Nearly two thirds of China’s population are regular rice eaters. Cadmium’s harmful effects include soft and brittle bones, irreversible kidney damage and arthritis. The Caixin investigation included discussion of one Guangxi village downstream from a zinc mine, in which “several dozen farmers… have been troubled by a strange weakness of the legs for decades.”

The Global Times says that lax oversight is once again to blame for the problem. “Most of the time [officialdom] blocks information on pollution, leaving farmers unaware of the contamination of their land,” explains the newspaper, “[and] the lack of supervision… leaves the contaminated rice freely in the market.”

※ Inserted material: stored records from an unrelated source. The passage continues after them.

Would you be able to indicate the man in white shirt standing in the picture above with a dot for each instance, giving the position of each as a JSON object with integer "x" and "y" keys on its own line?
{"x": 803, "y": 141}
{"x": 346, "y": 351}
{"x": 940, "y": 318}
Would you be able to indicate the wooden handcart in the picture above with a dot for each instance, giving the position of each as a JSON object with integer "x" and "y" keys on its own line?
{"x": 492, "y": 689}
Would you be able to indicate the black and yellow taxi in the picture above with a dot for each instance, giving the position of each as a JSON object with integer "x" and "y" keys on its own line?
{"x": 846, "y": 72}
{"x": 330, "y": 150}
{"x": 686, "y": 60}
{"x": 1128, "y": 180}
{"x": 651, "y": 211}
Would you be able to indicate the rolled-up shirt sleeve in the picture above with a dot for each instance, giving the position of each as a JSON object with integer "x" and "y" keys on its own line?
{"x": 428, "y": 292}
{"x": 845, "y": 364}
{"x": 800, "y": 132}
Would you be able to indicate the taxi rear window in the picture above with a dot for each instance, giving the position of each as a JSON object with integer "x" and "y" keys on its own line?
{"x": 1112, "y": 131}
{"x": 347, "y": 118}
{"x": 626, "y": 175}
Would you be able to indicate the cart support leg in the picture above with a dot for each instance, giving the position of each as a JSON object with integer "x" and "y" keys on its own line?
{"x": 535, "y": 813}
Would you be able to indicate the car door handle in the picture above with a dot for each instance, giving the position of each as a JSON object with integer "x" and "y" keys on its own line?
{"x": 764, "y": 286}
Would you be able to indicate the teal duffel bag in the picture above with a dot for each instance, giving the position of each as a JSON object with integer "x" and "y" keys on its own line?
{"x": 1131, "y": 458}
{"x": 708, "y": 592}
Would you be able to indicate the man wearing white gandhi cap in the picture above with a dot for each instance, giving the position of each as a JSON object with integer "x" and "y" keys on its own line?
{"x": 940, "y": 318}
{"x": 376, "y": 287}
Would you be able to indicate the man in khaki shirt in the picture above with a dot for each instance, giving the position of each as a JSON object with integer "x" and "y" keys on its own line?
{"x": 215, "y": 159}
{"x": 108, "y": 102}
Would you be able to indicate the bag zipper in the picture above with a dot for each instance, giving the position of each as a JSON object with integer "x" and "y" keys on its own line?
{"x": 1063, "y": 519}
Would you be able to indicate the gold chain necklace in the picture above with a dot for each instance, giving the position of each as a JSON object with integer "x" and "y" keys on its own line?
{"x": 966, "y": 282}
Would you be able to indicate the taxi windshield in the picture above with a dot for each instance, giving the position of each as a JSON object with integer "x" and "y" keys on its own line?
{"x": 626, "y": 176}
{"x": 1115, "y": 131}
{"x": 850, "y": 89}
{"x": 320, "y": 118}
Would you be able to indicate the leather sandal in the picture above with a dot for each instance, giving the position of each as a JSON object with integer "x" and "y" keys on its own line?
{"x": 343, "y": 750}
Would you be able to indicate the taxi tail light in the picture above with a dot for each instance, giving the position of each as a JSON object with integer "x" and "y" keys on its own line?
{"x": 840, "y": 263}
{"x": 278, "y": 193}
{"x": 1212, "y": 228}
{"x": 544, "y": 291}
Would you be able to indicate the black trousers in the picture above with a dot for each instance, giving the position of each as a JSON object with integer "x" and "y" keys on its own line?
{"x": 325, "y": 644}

The Ministry for Environmental Protection has responded by pushing provincial governments to crack down on offenders. Plans call for heavy metal pollution to be cut 15% from 2007 levels over the next five years.

Government leaders are increasingly concerned about the potential for a public backlash – especially as food prices continue to rise and the winter wheat crop is threatened by drought. “More than 30 major heavy-metal poisoning incidents have occurred since 2009,” Zhou Shengxian, minister for environmental protection, told local media, “posing a grave threat to public health, especially to children.”

Dramatic food-related scandals only add to public fears. This week, for example, 136 kindergarten students were hospitalised with nitrite poisoning in Xi’an. The toddlers fell ill after eating a noodle lunch at the school canteen. Nitrite looks and tastes like salt, but will cause severe headaches and vomiting. Shanghai Daily says police are investigating local salt sellers in the city to find the source of the poison.